One Of Governor Bradford's Books (Pastor John Robinson's
"Justification Of Separation"), Published In 1610, And Containing The
Governor's Autograph, Bears Almost 'prima Facie' Evidence Of Having Come
With Him In The MAY-FLOWER, But Of Course Might, Like The Above-Named
Relics, Have Come In Some Later Ship.
In this connection it is of interest to note what freight the MAY-FLOWER
carried for the intellectual needs of the Pilgrims.
Of Bibles, as the
"book of books," we may be sure - even without the evidence of the
inventories of the early dead - there was no lack, and there is reason to
believe that they existed in several tongues, viz. in English, Dutch, and
possibly French (the Walloon contribution from the Huguenots), while
there is little doubt that, alike as publishers and as "students of the
Word," Brewster, Bradford, and Winslow, at least, were possessed of, and
more or less familiar with, both the Latin and Greek Testaments. It is
altogether probable, however, that Governor Bradford's well attested
study of "the oracles of God in the original" Hebrew, and his possession
of the essential Hebrew Bible, grammar, and lexicon, were of a later day.

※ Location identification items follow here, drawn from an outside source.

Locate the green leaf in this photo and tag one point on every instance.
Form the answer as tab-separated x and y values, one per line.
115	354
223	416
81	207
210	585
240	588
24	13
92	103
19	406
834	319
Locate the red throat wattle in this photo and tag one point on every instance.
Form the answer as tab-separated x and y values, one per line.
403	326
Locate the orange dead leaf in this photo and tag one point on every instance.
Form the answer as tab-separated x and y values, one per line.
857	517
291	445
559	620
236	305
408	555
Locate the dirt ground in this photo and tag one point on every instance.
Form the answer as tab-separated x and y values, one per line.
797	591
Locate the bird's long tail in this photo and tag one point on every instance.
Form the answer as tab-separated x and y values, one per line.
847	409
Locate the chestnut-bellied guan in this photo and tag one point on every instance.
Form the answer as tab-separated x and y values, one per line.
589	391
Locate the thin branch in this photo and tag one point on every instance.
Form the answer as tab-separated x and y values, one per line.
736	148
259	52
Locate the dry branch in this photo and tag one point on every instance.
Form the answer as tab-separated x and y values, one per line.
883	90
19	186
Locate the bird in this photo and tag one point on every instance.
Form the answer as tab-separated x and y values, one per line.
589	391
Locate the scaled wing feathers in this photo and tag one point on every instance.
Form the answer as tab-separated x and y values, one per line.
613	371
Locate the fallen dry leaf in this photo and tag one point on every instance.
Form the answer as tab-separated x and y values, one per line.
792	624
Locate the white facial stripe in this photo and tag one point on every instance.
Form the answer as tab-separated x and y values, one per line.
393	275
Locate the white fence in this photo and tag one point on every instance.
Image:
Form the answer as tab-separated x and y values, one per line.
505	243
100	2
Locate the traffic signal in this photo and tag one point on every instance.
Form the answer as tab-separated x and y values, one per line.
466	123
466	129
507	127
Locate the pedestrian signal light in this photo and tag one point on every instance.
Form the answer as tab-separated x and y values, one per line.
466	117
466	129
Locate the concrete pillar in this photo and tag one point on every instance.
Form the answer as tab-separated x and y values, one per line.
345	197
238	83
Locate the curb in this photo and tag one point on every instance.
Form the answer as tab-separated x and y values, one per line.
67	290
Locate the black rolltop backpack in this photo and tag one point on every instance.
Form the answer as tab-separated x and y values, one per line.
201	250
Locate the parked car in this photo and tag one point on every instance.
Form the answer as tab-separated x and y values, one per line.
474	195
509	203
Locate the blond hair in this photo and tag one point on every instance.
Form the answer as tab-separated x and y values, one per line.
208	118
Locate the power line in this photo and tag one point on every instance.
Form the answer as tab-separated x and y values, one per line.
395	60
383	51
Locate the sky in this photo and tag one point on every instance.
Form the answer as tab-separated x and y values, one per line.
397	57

Some few copies of the earliest hymnals ("psalme-bookes") - then very
limited in number - there is evidence that the Holland voyagers had with
them in the singing of their parting hymns at Leyden and Delfshaven, as
mentioned by Winslow and in the earlier inventories: These metrical
versions of the Psalms constituted at the time, practically, the only
hymnology permitted in the worship of the "Separatists," though the grand
hymn of Luther, "Ein feste Burg ist unser Gott," doubtless familiar to
them, must have commended itself as especially comforting and apposite.